INSERT INTO [app].[processed_orders] ([order_id], [payload])
VALUES (@order_id, @payload);
""",
new
{
order_id = record.Id,
payload = JsonSerializer.Serialize(record)
}))
.Build();
Use custom SQL when the application needs full control over statements, table hints, stored procedure calls, or database-specific expressions.
Dead-Letter Mapping
Dead-letter support is available through both:
SqlServerTableMap<PipelineDeadLetterRecord<T>>Func<PipelineDeadLetterRecord<T>, SqlServerCommandDefinition>
Example:
var deadLetterMap = SqlServerTableMap<PipelineDeadLetterRecord<OrderRecord>>.ForTable("audit", "order_failures")
.Map("order_id", deadLetter => deadLetter.Record.Id)
.Map("fault_component", deadLetter => deadLetter.Fault.ComponentName)
.MapJson("record_json", deadLetter => deadLetter.Record)
.MapJson("metadata_json", deadLetter => deadLetter.Metadata)
.Map("dead_lettered_at_utc", deadLetter => deadLetter.DeadLetteredAtUtc);
Dapper Execution Model
The SQL Server transport uses Dapper internally for execution.

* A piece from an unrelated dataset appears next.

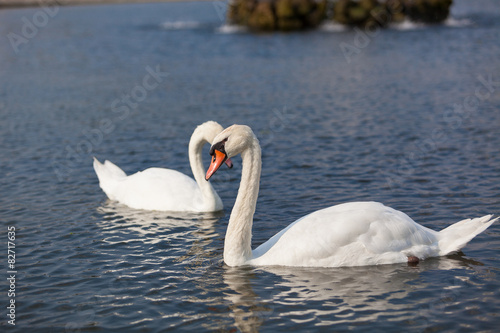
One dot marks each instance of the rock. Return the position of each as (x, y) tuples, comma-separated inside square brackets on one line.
[(427, 11), (290, 15), (262, 17)]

That choice keeps the transport:
- lightweight
- explicit
- parameterized by default
- compatible with consumer-owned SQL
The public API does not expose Dapper types directly. Pipelinez owns the command abstraction and converts it to Dapper internally.
Connection Options
Shared SQL Server options support:
ConnectionStringConfigureConnectionStringCommandTimeoutSecondsSerializerOptions
Connections are opened with Microsoft.Data.SqlClient. Consumers can use ConfigureConnectionString to set driver-level options such as Application Name, encryption, pooling, or trust settings.
JSON Columns
SQL Server does not have a dedicated jsonb column type. Generated MapJson(...) mappings serialize values as JSON text and pass them as parameters.
Use nvarchar(max) columns, optionally with CHECK (ISJSON([column_name]) = 1), when the target table should enforce JSON validity.